With this strategy, Nutch will ensure the collection of images in first place and faster; also it will continue using the HTML web page for the expansion method on the Web. 

I think that I may use the extension points of the ScoringFilters to write a plugin capable to filter the URLs by extensions and change the score of these to priorize the new URLs in new crawls, agree my convenience. 

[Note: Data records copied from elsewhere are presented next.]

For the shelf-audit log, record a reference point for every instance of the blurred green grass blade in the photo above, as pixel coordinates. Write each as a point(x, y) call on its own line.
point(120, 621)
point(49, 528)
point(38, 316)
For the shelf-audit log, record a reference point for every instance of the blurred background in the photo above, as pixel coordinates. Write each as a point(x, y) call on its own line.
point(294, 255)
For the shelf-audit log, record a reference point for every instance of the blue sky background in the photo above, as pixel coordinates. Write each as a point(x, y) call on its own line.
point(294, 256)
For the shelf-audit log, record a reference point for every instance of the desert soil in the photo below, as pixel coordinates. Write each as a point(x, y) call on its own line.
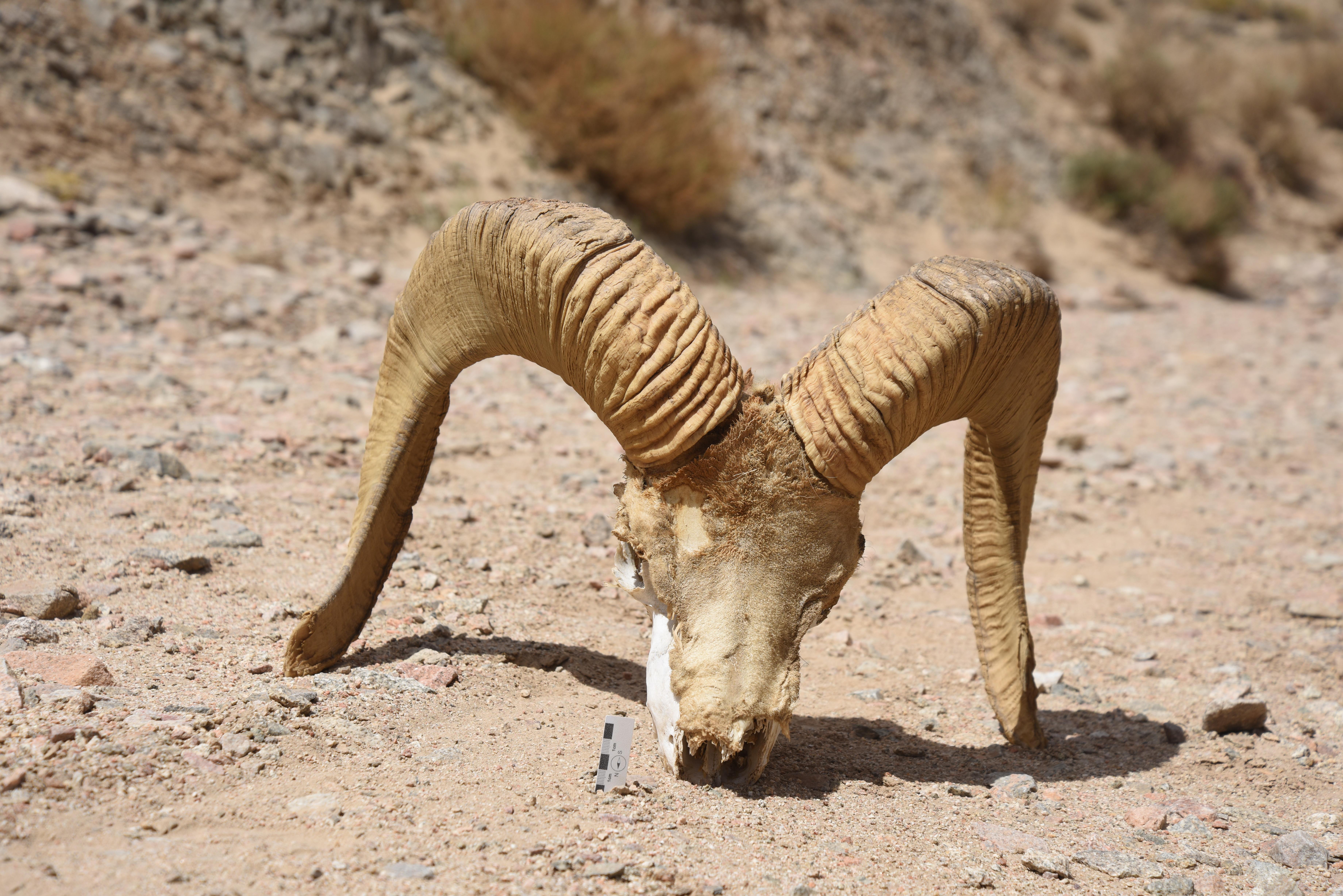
point(1186, 537)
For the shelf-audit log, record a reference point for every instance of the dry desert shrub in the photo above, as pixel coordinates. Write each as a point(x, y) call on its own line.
point(1029, 18)
point(1148, 103)
point(614, 100)
point(1264, 116)
point(1322, 85)
point(1185, 213)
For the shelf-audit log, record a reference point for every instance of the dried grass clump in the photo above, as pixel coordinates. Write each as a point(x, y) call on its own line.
point(612, 99)
point(1185, 213)
point(1322, 86)
point(1148, 103)
point(1029, 18)
point(1264, 113)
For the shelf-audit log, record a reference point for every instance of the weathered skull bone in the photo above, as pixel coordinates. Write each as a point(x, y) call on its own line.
point(739, 512)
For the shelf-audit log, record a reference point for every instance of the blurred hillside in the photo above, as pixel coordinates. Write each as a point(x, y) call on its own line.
point(1106, 144)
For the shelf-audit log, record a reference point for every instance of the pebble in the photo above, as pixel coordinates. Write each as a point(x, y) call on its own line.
point(293, 698)
point(1017, 785)
point(1045, 682)
point(1044, 862)
point(366, 272)
point(409, 871)
point(232, 534)
point(72, 670)
point(265, 389)
point(1299, 851)
point(1271, 880)
point(237, 745)
point(38, 601)
point(604, 870)
point(1148, 817)
point(1118, 864)
point(132, 632)
point(1230, 708)
point(185, 561)
point(11, 692)
point(31, 632)
point(471, 606)
point(1008, 840)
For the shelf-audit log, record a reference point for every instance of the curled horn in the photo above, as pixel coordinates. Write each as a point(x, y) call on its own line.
point(955, 338)
point(562, 285)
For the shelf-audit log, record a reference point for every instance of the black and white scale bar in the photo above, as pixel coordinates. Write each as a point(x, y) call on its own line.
point(614, 762)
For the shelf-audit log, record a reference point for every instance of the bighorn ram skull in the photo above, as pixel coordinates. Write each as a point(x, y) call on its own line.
point(739, 511)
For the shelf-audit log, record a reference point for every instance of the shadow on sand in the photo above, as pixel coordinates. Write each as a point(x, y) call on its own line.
point(825, 752)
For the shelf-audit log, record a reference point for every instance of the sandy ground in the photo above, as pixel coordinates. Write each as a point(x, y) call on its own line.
point(1186, 535)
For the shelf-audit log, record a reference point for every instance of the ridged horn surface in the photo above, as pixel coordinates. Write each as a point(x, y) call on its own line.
point(955, 338)
point(559, 284)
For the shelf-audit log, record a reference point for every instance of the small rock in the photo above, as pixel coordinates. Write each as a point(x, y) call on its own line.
point(1190, 825)
point(471, 606)
point(409, 871)
point(232, 534)
point(72, 670)
point(237, 745)
point(1008, 840)
point(597, 530)
point(429, 676)
point(1148, 817)
point(1299, 851)
point(1045, 682)
point(40, 601)
point(320, 805)
point(1271, 880)
point(909, 554)
point(1118, 864)
point(293, 698)
point(11, 692)
point(605, 870)
point(265, 389)
point(31, 632)
point(69, 279)
point(366, 272)
point(21, 194)
point(1231, 710)
point(1043, 862)
point(1017, 786)
point(185, 561)
point(135, 631)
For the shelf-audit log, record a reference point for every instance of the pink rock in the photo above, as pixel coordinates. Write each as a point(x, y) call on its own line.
point(1186, 807)
point(237, 745)
point(430, 676)
point(11, 695)
point(1008, 840)
point(70, 279)
point(22, 230)
point(201, 764)
point(1148, 817)
point(74, 670)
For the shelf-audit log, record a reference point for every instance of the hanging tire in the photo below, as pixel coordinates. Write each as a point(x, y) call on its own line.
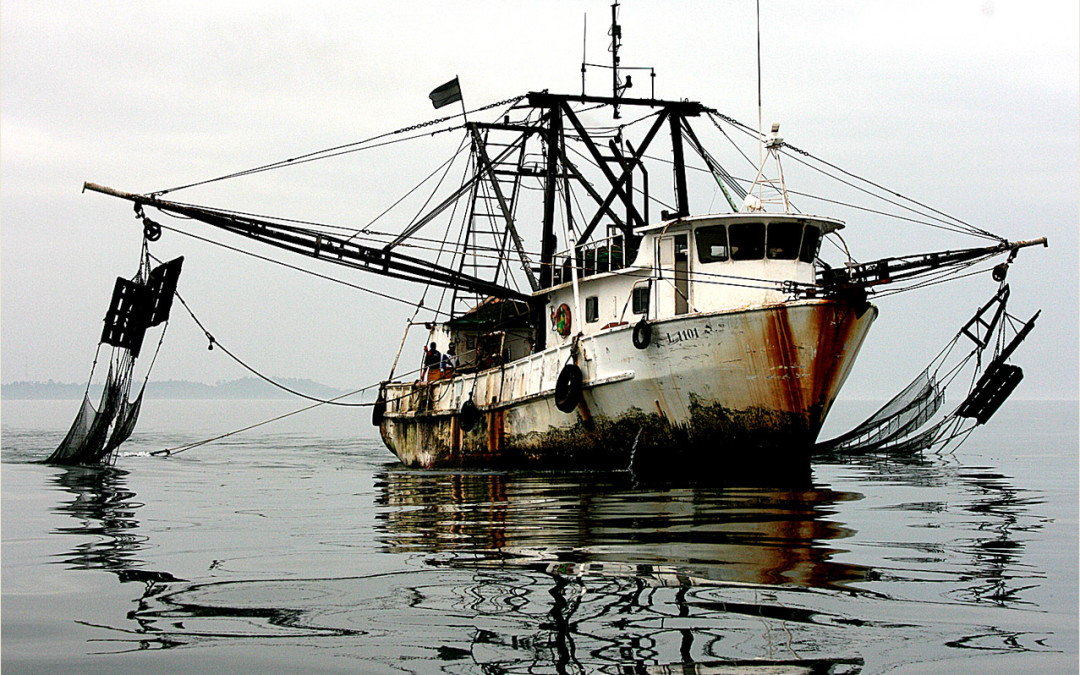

Do you have any idea how can I do this??? or Already there are one plugin capable to do this???? 

Thanks a lot. 

----- Mensaje original -----

De: "Lewis John Mcgibbney" <le...@gmail.com> 
Para: user@nutch.apache.org 
Enviados: Domingo, 1 de Mayo 2016 15:40:13 
Asunto: [MASSMAIL]Re: Priorize links in Fetching Step 

Hi Yulio, 

Marcus wrote the MimeAdaptiveFetchSchedule [0] implementation for exactly 
this purpose. 
You can utilize it as per [1] 

[0] 
https://github.com/apache/nutch/blob/master/src/java/org/apache/nutch/crawl/MimeAdaptiveFetchSchedule.java 
[1] 
https://github.com/apache/nutch/blob/master/conf/nutch-default.xml#L487-L492 

On Sun, May 1, 2016 at 7:43 AM, <us...@nutch.apache.org> wrote: 

> From: Yulio Aleman Jimenez <yu...@uci.cu> 
> To: user@nutch.apache.org 
> Cc: 
> Date: Fri, 29 Apr 2016 16:47:32 -0400 (CDT) 
> Subject: Priorize links in Fetching Step 
> Hi. 
> 
> I'm using Nutch 1.9 with Solr 4.10 in a local environment. 
> I need a way to priorize some links in the Fetching Steps, through 
> filtering the new links identified in the last crawls by some criterias, 
> for example the extension of the resource. The goal is priorize images, 
> documents, etc, before HTML pages in crawling process. 
> 
> Is there any property in nutch-site.xml or any plugin capable to do this?? 
> How can I do this??? 
> 
> I accept any sugestion, or some source code snippets for creating a new 
> plugin for nutch. 
> 
> Best regards 
> 
> -- 
> Ing. Yulio Aleman Jimenez 
> Dpto. Soluciones Informáticas para Internet. CIDI 
> Universidad de las Ciencias Informáticas (UCI) 
> 
> ----------------------------------------------------------------------------------------------------------------------------------- 
> "Podrán morir los hombres, PERO JAMÁS SUS IDEAS" 
> 
> 
> La UCI presente este 1ro. de Mayo en la Plaza de la Revolución 
> junto a todo el pueblo.¡Por Cuba: Unidad y Compromiso! 
> 
> 
> 

-- 
*Lewis* 

-- 
Ing. Yulio Aleman Jimenez 
Dpto. Soluciones Informáticas para Internet. CIDI 
Universidad de las Ciencias Informáticas (UCI) 
----------------------------------------------------------------------------------------------------------------------------------- 
"Podrán morir los hombres, PERO JAMÁS SUS IDEAS" 

La UCI presente este 1ro. de Mayo en la Plaza de la Revolución
junto a todo el pueblo.¡Por Cuba: Unidad y Compromiso!